À vrai dire, je l’ouïs moi-même en ses pleurs à travers l’huis, tandis que
j’examinais nos armes et nos amorces, avec Miroul, Pissebœuf et Poussevent.
Mais ceux-ci, nous quittant l’après-midi, « s’en allèrent à la
moutarde », lequel marché était alors fort secret et les fournisseurs,
fort cachés.

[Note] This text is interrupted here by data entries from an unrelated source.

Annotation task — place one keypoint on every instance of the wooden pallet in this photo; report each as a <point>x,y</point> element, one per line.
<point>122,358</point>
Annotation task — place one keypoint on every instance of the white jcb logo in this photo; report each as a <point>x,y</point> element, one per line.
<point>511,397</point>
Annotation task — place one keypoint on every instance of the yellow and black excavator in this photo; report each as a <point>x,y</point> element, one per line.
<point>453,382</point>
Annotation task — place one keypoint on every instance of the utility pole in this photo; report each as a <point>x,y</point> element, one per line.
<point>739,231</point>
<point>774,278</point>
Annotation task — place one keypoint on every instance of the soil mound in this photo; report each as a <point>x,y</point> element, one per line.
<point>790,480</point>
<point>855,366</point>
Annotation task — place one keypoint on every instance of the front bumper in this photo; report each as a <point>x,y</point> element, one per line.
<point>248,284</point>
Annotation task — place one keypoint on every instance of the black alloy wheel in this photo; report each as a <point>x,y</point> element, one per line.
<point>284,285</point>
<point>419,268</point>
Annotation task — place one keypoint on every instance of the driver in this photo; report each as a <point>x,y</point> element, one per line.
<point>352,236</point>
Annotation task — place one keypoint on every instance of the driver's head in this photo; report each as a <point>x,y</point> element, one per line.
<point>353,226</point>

De ce marché, à vrai dire, j’eusse pu me dispenser, m’étant à ma
dernière saillie de Paris à tout le moins aussi bien envitaillé que les
princesses lorraines, mais je pensai qu’il était prudent, aux yeux de mes
voisins, de poursuivre, comme tout un chacun, cette continuelle chasse aux
vivres, laquelle était en ces temps-là, en cette Paris, l’unique occupation du
peuple des gras.
Je fus fort
étonné quand quelqu’un ayant toqué à l’huis, Miroul me vint dire que c’était
Franz, car je n’avais mie donné mon adresse au géantin laquais de la
Montpensier, tout amical que je fusse, et lui à moi.
— Franz,
lui dis-je, sois le très bien venu céans, mais d’où vient que tu saches où je
loge ?
— Monsieur,
dit Franz avec quelque confusion, je vous ai suivi.
— Suivi,
Franz ?
— D’ordre
de ma bonne maîtresse, dit Franz, qui n’appelait jamais autrement la
Montpensier, et parlait ainsi par décence, étant si à même de juger de la
bénignité de cette haute dame, qui l’avait fait fouetter pour avoir osé toussir
en sa présence.
— Quoi ?
dis-je roidement, Franz, tu m’as suivi ? à mon insu ?
— Monsieur,
dit Franz avec simplicité, ce n’est plus à votre insu, puisque je vous le dis.
Et si je vous le dis, c’est, bien à rebours, à l’insu de ma bonne maîtresse,
laquelle vous suspicionne d’être un agent de Navarre.
— Et
depuis quand m’as-tu suivi, Franz ? dis-je, béant.